Keeping the confidence level as 20% :
rules_20 = apriori(data = dataset, parameter = list(support = 0.003, confidence = 0.2))
## Apriori
##
## Parameter specification:
## confidence minval smax arem aval originalSupport maxtime support minlen
## 0.2 0.1 1 none FALSE TRUE 5 0.003 1
## maxlen target ext
## 10 rules TRUE
##
## Algorithmic control:
## filter tree heap memopt load sort verbose
## 0.1 TRUE TRUE FALSE TRUE 2 TRUE
##
## Absolute minimum support count: 29
##
## set item appearances ...[0 item(s)] done [0.00s].
## set transactions ...[169 item(s), 9835 transaction(s)] done [0.01s].
## sorting and recoding items ... [136 item(s)] done [0.00s].

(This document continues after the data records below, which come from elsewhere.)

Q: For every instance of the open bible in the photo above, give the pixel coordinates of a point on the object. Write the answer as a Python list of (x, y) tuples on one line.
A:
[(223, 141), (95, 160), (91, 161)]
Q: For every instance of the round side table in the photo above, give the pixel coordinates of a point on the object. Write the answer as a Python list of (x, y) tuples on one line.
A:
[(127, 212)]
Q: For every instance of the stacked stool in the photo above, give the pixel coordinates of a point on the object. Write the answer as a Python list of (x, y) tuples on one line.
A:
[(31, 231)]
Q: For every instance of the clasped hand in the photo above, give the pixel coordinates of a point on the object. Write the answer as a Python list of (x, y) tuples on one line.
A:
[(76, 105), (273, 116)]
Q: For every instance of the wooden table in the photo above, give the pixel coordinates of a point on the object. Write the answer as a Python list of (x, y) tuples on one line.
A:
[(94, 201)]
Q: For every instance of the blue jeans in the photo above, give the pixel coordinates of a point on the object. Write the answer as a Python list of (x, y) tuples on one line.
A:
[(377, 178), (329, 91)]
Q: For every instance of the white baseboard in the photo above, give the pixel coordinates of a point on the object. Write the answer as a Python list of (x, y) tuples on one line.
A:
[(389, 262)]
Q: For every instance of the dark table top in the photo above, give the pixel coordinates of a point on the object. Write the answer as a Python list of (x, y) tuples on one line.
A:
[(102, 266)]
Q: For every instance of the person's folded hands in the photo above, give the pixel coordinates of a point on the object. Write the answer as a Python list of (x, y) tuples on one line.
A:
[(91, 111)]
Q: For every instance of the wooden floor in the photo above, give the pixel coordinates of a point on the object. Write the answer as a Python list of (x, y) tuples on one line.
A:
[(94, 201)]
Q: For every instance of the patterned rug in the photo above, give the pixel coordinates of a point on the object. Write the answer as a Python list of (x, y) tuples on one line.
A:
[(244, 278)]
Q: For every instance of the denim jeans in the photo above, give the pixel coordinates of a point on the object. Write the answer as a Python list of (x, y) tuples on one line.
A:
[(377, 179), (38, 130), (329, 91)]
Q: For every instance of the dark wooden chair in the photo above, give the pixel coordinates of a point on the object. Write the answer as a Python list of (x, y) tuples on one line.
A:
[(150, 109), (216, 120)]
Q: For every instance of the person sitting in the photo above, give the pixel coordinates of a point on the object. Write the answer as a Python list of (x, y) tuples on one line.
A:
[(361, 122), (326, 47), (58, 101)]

## creating transaction tree ... done [0.00s].
## checking subsets of size 1 2 3 4 5 done [0.01s].
## writing ... [2246 rule(s)] done [0.00s].
## creating S4 object ... done [0.00s].
rules_20
## set of 2246 rules
So at 20% confidence level,there are a total of 2246 rules.Let’s check the top 10 of these rules of descending order of their lift value
inspect(sort(rules_20, by = 'lift')[1:10])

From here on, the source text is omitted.